The information gathered are:

  • for the file:
    • the character set encoding
    • the CSV dialect (characters used for delimiting, quoting, escaping or lines terminating. Plus the use or not of double quoting)
    • the presence or not of a headers line
    • the number of lines and fields
  • for each field:
    • its number and header
    • the number of distinct values
    • the values type (strings, integers, floating numbers, complex numbers, date and time (whatever their format))
    • the values by descending count
    • the values range by ascending order using the detected type (useful for numbers and dates)

When analyzing a DSV dataset, this allows for a quick and automated way of getting global information about the contents, and explore any oddities...

There are options:

  • to control and limit what is printed (-h|--hide, -m|--min, -M|--max and -t|--top),
  • to avoid (or correct) the detection of the character set encoding and delimiter (-d|--delimiter, -e|--encoding):
    • the character set detection can take a long time with big files, so if you know that the file is in "Windows-1252" or "utf-8" encoding, it's quicker to say it...

If you use the -f|--fields option, you'll skip printing the file analysis, and instead print the selected fields in the order requested, using the detected delimiting, quoting and escaping characters.

If you encounter multi-lines fields and want to "flatten" them to single lines, you can use the -F|--flatten option for that.

OPTIONS

Options Use
-d|--delimiter CHAR Specify delimiter to be CHAR
-e|--encoding STRING Specify charset encoding to be STRING (because detecting encoding can take a long time!)
-f|--fields LIST Extract LISTed fields values in given order (ex: 6,2-4,1 with fields numbered from 1)
-F|--flatten Make multi-lines fields single line
-h|--hide INT Hide the display of distinct values above INT % (default is 20%)
-m|--min INT Only display distinct values whose count >= INT (default is to display all distinct values)
-M|--max INT Only display INT lines of distinct values (default is to display all distinct values, within the hide limit)
-t|--top INT Only display the top/bottom INT lines of values (default is to display the 5 bottom and top lines)
--debug Enable debug mode
--help|-? Print usage and a short help message and exit
--version Print version and exit
-- Options processing terminator

ENVIRONMENT

The ADSV_DEBUG environment variable can also be set to any value to enable debug mode.

EXIT STATUS

The adsv utility exits 0 on success, and >0 if an error occurs.

SEE ALSO

cut(1), file(1)

STANDARDS

The adsv utility is not a standard UNIX command.

This implementation tries to follow the PEP 8 style guide for Python code.

The DSV dialects that can be handled are those compatible with RFC 4180: Common Format and MIME Type for Comma-Separated Values (CSV) Files.

PORTABILITY

Tested OK under Windows.

HISTORY

This implementation was made for the PNU project.

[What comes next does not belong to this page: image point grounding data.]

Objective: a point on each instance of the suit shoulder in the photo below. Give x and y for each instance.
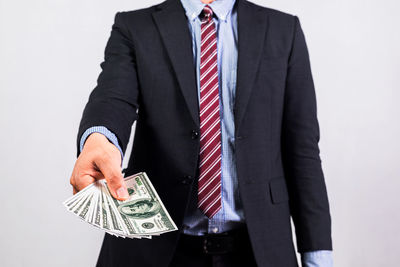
(275, 14)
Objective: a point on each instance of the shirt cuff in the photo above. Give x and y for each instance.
(104, 131)
(318, 258)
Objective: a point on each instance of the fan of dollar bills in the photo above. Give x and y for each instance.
(142, 215)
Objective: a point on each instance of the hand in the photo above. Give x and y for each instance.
(99, 159)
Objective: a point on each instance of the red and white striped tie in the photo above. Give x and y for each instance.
(209, 184)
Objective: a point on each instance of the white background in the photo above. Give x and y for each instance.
(50, 53)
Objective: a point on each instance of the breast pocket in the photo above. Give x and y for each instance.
(274, 63)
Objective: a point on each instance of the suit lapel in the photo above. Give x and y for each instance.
(252, 27)
(173, 26)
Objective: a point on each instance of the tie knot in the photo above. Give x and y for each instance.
(206, 14)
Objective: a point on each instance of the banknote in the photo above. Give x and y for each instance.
(142, 215)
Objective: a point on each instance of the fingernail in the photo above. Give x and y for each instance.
(122, 192)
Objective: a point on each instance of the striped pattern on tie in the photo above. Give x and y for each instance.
(209, 184)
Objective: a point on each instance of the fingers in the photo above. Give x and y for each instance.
(111, 170)
(80, 182)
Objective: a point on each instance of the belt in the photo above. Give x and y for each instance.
(222, 243)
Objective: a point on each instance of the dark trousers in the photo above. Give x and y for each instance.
(226, 250)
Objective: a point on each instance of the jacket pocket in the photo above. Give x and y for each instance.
(278, 190)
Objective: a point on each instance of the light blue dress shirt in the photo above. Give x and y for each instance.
(231, 214)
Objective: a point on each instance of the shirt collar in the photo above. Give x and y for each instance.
(221, 8)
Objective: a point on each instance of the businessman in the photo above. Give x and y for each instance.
(227, 130)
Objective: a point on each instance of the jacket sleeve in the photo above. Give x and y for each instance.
(302, 164)
(113, 103)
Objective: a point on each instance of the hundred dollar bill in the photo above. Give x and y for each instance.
(143, 213)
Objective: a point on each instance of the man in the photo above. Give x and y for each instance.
(227, 131)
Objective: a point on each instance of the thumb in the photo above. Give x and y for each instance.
(115, 181)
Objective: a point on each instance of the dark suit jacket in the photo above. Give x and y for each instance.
(148, 76)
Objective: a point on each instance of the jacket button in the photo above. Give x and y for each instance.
(187, 180)
(195, 134)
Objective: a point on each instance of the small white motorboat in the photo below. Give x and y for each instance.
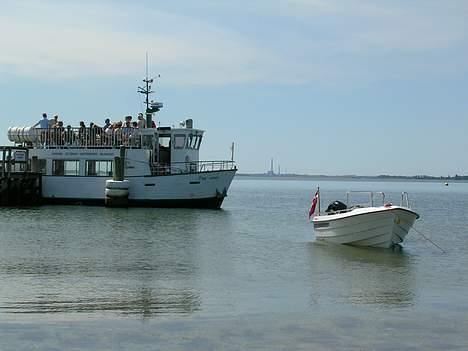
(364, 224)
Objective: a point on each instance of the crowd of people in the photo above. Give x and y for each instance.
(54, 133)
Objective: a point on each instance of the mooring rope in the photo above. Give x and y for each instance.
(432, 242)
(424, 236)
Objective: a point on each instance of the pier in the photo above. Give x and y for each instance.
(20, 180)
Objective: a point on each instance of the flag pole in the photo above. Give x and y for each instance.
(318, 191)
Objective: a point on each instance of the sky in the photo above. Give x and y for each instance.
(333, 87)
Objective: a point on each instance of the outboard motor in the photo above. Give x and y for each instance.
(336, 206)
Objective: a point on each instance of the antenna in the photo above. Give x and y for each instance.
(151, 106)
(147, 65)
(232, 151)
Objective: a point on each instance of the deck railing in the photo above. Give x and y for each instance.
(85, 138)
(192, 167)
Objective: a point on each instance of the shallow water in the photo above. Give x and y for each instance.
(247, 277)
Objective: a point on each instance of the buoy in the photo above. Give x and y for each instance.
(117, 193)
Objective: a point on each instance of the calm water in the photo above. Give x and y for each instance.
(247, 277)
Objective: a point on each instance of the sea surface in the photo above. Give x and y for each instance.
(247, 277)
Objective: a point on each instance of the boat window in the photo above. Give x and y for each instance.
(99, 168)
(147, 141)
(179, 141)
(165, 140)
(42, 165)
(199, 138)
(66, 167)
(193, 141)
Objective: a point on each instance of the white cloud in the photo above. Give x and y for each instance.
(301, 40)
(57, 40)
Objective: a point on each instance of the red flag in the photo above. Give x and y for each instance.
(314, 204)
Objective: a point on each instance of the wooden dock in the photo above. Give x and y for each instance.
(20, 179)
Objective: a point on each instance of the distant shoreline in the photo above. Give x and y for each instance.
(422, 178)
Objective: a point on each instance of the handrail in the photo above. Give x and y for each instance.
(370, 193)
(82, 137)
(404, 198)
(192, 167)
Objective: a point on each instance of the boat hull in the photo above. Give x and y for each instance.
(195, 190)
(382, 227)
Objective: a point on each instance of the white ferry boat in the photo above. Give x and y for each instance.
(161, 167)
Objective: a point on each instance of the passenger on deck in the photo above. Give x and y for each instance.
(141, 121)
(59, 133)
(53, 122)
(107, 124)
(69, 136)
(43, 123)
(82, 133)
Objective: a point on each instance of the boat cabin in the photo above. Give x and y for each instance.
(91, 151)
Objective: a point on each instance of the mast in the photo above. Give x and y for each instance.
(151, 106)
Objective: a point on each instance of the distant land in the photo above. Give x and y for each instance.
(354, 177)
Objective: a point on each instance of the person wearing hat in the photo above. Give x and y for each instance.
(53, 122)
(141, 121)
(43, 123)
(107, 124)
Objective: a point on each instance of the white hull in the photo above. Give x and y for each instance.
(373, 226)
(204, 189)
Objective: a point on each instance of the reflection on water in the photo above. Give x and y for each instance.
(146, 302)
(96, 259)
(255, 256)
(368, 276)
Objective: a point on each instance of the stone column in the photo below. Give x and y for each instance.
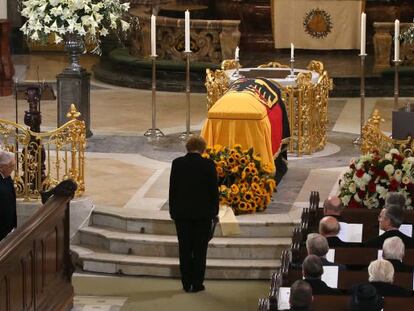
(73, 87)
(6, 65)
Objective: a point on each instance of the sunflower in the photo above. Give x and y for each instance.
(234, 189)
(248, 196)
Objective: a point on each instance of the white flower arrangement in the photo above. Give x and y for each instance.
(368, 180)
(90, 19)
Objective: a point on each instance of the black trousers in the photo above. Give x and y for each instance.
(193, 237)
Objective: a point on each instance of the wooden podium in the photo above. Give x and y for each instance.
(6, 65)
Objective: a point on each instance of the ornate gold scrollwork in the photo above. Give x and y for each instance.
(45, 159)
(273, 65)
(373, 139)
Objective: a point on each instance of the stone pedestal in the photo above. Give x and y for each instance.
(73, 87)
(6, 65)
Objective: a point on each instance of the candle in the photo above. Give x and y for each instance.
(397, 40)
(236, 54)
(187, 31)
(153, 36)
(363, 33)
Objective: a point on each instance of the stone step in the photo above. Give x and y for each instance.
(97, 260)
(159, 222)
(121, 242)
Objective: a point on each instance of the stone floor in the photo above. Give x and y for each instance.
(121, 161)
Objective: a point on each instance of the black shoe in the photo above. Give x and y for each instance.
(198, 288)
(188, 289)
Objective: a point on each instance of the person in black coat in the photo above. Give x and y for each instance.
(194, 203)
(381, 276)
(300, 298)
(390, 219)
(312, 272)
(393, 250)
(8, 218)
(329, 228)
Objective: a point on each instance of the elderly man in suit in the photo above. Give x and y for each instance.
(194, 203)
(390, 219)
(8, 218)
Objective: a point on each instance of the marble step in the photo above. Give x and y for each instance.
(159, 222)
(97, 260)
(121, 242)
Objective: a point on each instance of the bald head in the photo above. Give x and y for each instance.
(332, 206)
(329, 226)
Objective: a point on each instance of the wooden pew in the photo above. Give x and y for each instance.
(35, 261)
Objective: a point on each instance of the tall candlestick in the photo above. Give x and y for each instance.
(397, 40)
(187, 31)
(236, 54)
(363, 33)
(153, 36)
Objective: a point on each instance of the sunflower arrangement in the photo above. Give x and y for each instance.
(246, 183)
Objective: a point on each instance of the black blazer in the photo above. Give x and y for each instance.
(334, 241)
(388, 289)
(400, 266)
(8, 217)
(193, 188)
(378, 241)
(319, 287)
(325, 262)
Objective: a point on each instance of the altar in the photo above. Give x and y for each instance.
(305, 98)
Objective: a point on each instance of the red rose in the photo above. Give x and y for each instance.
(359, 173)
(393, 185)
(372, 187)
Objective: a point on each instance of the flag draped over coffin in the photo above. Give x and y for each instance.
(252, 114)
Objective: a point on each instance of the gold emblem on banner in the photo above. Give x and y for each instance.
(317, 23)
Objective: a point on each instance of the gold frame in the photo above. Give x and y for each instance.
(43, 160)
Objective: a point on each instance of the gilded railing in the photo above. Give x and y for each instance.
(373, 139)
(306, 103)
(45, 159)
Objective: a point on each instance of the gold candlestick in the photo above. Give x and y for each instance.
(154, 132)
(358, 140)
(185, 135)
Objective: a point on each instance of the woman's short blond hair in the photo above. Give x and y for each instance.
(381, 270)
(196, 144)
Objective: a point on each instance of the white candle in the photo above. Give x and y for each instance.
(187, 31)
(153, 36)
(236, 54)
(363, 33)
(3, 9)
(397, 40)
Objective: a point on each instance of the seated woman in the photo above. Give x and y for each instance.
(381, 276)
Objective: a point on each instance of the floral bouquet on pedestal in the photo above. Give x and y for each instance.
(246, 184)
(89, 19)
(371, 177)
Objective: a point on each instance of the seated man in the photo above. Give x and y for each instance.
(317, 244)
(312, 271)
(393, 250)
(381, 276)
(329, 228)
(300, 296)
(390, 220)
(332, 206)
(365, 298)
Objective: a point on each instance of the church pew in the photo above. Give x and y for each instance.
(355, 256)
(347, 279)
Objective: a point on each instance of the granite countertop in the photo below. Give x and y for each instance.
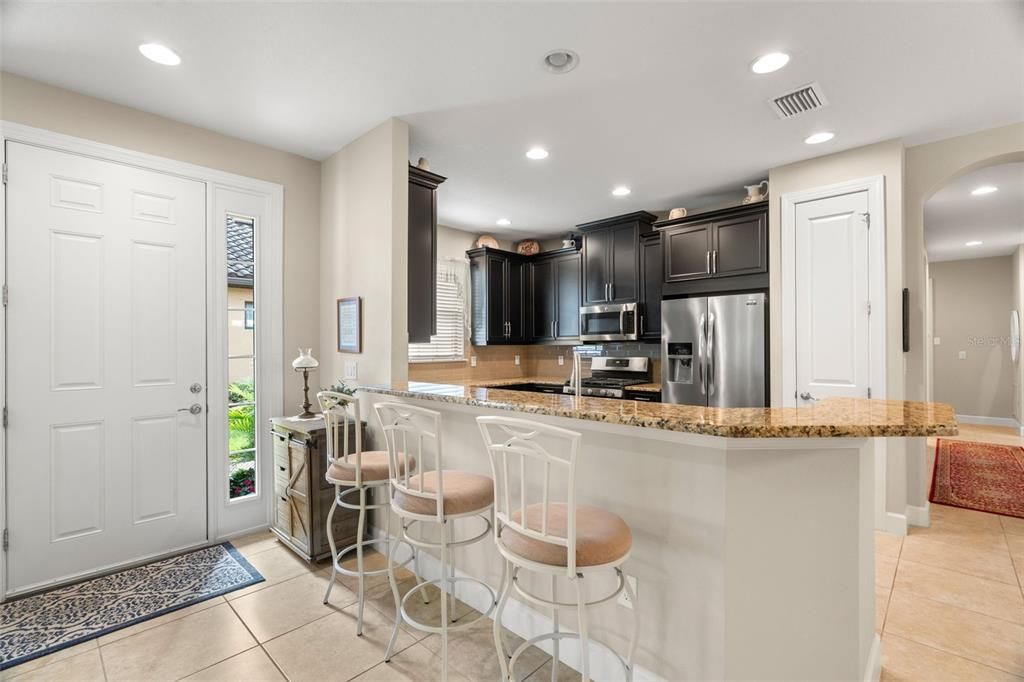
(551, 381)
(832, 418)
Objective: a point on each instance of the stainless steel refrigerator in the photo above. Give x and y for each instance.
(713, 351)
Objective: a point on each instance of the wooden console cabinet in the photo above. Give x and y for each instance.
(302, 497)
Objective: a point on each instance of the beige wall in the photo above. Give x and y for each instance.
(884, 159)
(40, 105)
(1018, 303)
(972, 300)
(364, 241)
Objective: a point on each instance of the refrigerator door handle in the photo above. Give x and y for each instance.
(711, 353)
(701, 337)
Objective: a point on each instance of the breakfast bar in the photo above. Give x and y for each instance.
(753, 528)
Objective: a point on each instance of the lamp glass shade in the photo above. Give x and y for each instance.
(305, 360)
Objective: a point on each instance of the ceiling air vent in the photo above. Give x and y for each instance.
(803, 99)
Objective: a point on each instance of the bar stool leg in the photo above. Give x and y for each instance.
(334, 548)
(582, 614)
(554, 620)
(394, 589)
(361, 528)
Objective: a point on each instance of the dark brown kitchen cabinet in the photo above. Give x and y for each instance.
(610, 257)
(498, 280)
(725, 243)
(554, 296)
(422, 254)
(651, 281)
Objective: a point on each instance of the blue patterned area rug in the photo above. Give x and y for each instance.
(42, 624)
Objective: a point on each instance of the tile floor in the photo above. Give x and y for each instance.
(949, 606)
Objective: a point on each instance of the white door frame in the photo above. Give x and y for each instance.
(875, 185)
(222, 520)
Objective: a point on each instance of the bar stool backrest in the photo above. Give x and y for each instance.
(414, 433)
(514, 443)
(336, 422)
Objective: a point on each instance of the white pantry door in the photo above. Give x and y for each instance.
(105, 346)
(833, 298)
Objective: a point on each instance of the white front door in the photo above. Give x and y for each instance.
(105, 353)
(833, 298)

I do this kind of analysis with each dataset I have to work with. Last time I did that, I decided that it was about time to fully automate the process, especially as I was working with fields containing multi-lines values...

LICENSE

It is available under the 3-clause BSD license.

AUTHORS

Hubert Tournier

CAVEATS

Using "Sep=X" as a first line in order to set the X character as a delimiter is not supported.

There is no support either for potential commented lines inside the data (for example, with /etc/passwd files under Unix), but it's not part of any recognized DSV dialect anyway.